I think I’d like to start this by apologizing. I don’t think I’d like us to happen anymore.
For almost a year now, I have known you. I’ve known who you are, but we haven’t officially met. I hear people talk about you and with every word people have spoken, I’ve grown more convinced that you are a marvel. I see your work and read your writing, I look at your pictures, and scroll through my feed to find your posts that always make my morning tea a little warmer.

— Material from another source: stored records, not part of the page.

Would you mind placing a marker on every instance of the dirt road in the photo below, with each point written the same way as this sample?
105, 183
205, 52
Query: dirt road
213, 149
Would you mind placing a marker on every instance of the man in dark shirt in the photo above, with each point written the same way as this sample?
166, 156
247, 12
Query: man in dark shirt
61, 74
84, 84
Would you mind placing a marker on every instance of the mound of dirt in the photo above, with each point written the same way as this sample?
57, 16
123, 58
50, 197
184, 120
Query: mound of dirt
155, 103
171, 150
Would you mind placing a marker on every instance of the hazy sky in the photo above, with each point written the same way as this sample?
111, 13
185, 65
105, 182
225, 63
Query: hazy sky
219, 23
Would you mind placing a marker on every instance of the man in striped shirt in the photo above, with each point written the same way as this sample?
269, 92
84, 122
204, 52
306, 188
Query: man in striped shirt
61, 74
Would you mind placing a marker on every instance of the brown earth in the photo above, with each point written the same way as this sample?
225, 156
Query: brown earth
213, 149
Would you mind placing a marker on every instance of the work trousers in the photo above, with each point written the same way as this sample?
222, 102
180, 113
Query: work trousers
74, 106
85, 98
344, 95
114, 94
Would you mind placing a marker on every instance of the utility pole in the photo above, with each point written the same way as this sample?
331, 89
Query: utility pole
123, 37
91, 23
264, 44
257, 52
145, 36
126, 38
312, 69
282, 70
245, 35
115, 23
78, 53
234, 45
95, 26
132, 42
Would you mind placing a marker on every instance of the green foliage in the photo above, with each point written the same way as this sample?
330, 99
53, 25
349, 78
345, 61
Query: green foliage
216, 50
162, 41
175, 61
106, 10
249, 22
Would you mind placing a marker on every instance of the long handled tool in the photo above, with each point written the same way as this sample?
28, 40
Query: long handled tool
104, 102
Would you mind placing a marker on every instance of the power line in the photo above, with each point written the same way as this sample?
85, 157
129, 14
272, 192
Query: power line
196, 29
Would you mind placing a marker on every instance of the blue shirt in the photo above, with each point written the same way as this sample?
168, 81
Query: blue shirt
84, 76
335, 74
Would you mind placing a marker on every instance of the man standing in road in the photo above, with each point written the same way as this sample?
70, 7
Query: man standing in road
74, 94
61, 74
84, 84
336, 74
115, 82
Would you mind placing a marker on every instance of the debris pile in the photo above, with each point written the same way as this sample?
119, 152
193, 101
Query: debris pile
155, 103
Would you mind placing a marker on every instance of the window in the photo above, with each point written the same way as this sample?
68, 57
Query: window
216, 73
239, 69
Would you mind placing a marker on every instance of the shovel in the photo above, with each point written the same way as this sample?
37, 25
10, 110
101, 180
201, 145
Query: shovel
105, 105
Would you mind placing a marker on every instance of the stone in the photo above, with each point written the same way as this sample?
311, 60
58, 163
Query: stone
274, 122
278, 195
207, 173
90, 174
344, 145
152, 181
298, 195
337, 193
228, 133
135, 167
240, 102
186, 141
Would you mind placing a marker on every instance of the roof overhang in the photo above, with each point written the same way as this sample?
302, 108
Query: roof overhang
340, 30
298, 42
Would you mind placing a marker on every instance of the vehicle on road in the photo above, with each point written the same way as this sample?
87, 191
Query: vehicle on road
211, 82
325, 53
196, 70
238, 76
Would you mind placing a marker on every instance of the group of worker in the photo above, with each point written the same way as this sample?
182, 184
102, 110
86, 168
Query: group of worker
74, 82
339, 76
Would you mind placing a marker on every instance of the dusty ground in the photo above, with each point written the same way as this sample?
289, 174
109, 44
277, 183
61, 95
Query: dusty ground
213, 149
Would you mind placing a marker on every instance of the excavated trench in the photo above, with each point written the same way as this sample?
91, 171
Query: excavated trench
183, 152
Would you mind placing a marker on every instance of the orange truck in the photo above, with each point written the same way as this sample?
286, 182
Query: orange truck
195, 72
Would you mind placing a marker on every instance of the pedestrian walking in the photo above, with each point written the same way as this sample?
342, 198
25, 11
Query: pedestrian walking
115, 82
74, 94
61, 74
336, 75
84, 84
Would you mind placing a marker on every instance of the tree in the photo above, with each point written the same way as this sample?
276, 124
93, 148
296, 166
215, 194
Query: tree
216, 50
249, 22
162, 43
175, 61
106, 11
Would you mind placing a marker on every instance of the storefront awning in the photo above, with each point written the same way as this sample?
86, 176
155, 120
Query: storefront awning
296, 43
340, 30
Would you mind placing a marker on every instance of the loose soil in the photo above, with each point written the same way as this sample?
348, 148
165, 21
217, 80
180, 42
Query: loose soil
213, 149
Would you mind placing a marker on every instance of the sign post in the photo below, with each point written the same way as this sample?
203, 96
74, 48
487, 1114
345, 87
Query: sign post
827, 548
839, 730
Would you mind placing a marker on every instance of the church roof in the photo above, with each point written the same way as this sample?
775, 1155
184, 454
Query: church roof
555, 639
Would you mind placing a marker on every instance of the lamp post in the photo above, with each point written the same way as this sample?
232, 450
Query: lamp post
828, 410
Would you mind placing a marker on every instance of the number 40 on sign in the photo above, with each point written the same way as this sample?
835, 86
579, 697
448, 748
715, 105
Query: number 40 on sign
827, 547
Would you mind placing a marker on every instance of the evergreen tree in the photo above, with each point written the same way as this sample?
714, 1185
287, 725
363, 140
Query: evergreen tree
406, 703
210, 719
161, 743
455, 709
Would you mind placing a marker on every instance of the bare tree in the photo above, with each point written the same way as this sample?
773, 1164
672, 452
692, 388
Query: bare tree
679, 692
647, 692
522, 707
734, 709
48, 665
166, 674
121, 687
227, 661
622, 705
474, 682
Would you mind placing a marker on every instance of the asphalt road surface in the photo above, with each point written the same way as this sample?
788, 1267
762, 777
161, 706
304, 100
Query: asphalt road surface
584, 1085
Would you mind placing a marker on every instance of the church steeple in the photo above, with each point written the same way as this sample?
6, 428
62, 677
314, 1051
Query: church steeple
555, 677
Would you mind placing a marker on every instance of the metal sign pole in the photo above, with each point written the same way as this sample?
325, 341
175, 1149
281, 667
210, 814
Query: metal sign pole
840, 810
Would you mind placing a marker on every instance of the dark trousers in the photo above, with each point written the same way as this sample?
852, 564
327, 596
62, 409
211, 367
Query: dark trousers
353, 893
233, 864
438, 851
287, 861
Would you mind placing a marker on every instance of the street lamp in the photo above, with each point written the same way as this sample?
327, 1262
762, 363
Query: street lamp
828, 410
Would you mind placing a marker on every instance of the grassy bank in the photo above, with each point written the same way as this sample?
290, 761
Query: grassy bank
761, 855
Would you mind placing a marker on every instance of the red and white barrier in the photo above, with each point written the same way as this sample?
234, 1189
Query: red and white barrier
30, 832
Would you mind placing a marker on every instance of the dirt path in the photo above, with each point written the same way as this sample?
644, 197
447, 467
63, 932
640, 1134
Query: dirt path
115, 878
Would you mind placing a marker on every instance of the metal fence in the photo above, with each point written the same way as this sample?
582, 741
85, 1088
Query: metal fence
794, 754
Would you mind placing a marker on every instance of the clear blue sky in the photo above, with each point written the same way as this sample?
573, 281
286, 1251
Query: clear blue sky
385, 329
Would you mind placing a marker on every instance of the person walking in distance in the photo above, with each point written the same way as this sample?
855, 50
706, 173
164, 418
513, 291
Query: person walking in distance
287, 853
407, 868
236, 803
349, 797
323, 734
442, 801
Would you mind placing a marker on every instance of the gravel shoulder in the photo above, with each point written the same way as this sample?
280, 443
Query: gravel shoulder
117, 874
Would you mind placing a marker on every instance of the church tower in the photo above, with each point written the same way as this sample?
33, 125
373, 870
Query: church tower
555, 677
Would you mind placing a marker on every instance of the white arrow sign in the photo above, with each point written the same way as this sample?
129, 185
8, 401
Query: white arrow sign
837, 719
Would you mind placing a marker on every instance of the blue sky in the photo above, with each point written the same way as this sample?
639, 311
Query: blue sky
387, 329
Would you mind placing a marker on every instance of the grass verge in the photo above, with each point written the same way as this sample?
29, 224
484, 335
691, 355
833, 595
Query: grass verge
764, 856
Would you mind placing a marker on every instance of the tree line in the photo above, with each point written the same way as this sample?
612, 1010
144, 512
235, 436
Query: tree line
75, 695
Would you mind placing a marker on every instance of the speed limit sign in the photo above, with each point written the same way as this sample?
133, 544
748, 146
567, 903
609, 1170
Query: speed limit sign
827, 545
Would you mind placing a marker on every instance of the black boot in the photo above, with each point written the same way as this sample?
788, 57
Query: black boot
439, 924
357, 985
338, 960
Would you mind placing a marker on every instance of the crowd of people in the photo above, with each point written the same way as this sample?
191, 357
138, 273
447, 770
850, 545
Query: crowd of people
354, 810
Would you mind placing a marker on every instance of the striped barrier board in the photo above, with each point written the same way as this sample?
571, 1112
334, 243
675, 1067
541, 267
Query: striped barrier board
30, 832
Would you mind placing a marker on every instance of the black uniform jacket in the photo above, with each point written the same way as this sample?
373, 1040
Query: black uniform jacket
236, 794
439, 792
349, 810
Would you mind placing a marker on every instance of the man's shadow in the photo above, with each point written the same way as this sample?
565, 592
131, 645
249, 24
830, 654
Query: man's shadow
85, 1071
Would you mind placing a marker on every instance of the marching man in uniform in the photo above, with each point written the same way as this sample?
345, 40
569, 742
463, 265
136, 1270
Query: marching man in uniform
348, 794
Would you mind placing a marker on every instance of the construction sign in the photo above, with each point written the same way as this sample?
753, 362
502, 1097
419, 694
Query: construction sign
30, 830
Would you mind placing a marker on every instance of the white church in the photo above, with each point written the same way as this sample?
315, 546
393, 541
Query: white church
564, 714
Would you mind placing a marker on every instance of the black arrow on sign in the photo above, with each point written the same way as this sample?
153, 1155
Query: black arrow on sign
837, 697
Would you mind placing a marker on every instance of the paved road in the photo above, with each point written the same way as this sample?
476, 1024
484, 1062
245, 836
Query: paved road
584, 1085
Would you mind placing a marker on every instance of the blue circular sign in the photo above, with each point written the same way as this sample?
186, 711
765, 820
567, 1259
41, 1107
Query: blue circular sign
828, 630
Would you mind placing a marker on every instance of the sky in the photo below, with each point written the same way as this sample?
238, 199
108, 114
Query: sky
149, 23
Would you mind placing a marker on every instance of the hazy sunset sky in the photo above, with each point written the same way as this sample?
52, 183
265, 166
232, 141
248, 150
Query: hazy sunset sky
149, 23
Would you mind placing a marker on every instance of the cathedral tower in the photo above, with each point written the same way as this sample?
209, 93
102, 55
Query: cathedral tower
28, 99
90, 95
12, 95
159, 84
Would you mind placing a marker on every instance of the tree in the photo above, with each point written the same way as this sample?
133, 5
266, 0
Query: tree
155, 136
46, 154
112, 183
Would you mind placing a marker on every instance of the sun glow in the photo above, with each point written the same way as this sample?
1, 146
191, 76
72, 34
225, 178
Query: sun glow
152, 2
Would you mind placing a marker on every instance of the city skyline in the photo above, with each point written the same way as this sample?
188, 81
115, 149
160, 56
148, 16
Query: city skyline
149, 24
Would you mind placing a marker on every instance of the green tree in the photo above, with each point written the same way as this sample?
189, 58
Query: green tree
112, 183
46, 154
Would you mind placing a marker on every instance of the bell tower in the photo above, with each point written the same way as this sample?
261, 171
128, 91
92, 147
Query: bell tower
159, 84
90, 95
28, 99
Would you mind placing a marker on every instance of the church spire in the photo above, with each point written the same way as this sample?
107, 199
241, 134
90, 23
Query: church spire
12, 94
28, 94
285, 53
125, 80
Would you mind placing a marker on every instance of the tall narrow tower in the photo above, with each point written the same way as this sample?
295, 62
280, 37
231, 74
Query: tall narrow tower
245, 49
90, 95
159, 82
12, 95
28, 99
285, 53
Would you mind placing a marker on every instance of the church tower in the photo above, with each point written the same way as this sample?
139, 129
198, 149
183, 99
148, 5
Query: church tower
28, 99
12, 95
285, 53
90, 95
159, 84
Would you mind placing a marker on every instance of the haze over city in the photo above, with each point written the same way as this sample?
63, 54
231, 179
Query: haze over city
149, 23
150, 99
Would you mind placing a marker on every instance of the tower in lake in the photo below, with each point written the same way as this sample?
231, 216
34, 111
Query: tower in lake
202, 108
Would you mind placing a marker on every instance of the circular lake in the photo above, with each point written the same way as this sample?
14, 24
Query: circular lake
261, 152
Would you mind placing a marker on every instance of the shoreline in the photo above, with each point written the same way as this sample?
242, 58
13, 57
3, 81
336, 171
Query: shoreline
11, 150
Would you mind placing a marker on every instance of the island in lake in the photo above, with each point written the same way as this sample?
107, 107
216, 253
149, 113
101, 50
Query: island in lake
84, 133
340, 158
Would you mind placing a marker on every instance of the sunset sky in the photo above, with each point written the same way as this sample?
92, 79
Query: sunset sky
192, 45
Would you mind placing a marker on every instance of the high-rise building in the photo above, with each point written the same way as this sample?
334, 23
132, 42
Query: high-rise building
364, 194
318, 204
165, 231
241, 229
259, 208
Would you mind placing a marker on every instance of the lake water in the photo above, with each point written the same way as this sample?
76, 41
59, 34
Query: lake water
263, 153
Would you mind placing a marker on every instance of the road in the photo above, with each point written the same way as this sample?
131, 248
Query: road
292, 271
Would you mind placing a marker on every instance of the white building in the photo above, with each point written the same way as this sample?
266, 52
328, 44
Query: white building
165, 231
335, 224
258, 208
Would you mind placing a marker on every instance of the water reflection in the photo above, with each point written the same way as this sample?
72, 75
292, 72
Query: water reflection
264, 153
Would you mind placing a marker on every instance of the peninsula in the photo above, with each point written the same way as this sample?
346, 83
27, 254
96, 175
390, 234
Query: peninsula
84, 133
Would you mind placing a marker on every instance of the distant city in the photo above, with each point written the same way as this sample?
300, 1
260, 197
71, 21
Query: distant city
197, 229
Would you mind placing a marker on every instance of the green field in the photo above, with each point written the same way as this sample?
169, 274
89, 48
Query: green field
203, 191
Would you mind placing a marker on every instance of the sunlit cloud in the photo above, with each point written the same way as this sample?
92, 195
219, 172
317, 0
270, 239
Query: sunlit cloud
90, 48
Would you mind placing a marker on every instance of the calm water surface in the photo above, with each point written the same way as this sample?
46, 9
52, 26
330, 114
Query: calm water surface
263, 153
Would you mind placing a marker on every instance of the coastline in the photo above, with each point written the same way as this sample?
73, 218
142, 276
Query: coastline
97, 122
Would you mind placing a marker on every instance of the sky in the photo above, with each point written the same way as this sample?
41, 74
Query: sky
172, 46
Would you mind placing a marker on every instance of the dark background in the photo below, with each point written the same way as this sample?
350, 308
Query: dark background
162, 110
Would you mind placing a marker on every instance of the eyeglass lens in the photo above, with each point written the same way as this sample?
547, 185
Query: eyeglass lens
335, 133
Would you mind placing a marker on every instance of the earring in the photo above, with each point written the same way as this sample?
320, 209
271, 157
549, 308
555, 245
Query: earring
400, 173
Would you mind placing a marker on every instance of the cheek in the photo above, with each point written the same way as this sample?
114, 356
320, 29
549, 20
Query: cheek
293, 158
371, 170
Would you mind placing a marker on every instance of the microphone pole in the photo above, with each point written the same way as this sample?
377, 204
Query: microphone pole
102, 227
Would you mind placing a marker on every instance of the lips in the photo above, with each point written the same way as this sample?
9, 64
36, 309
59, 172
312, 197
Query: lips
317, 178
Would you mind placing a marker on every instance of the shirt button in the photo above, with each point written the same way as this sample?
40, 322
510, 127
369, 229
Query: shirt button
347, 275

Over the past year, I’ve gotten to know you more, bit by bit like a puzzle coming together. And with every other bit, an image of you developed in my head, you grew more perfect; more perfect for me. You were an exact replica of the guy I had always pictured myself being happy with. You were honest, humble, and reliable, you were authentic. You had empathy, you had dreams, ethics, standards, and you’re passion burned holes through my heart. You were strong and against all odds, you rose, over and over again; I admired you. A lot.
By this time, though, I realized I was afraid of something. I could’ve walked up to you and introduced myself many times, but I never did and it wasn’t because the timing wasn’t right, it was because I didn’t want to. I didn’t understand this earlier, but I was actually scared of meeting you, scared of getting to know you. I grew terrified of the idea of our worlds finally colliding because I’ve been waiting so long for something so immense, I was sure I over glorified it; you. In you, I saw no flaws, and that made me sure I wasn’t seeing things right.
I did not know you, why did I ever think I did? I liked the you that was obvious to everyone else and that surely wasn’t really you. I was falling for an idea; one I had eluded myself with regardless of its reality.
What if we do fall for each other and you’re nothing like what I had imagined you to be? What if your words are just words and your writing is merely paragraphs of shallow thoughts with a shovel? What if the loving caring person I see is just a facade over a narcissistic boy? What if you don’t fill the shoes I had made for you and you end up throwing them away; that would destroy me.
I’ve built you up so high I’m scared you’re really nowhere near the top.
Yes, I am a coward.
I don’t want to risk losing you even if that means never actually having you. Never truly having you would hurt less than losing you, it would hurt less than having you not be the guy I will eternally admire. I’d rather have your perfect image with me forever than have you smudge it with apology proof ink. I’d rather keep you abstract than have you be a disappointing reality. I’d rather have your notion intact than in pieces in front of me.
I’d rather have you stay than be real.
I’m sorry, I’d rather us never meet.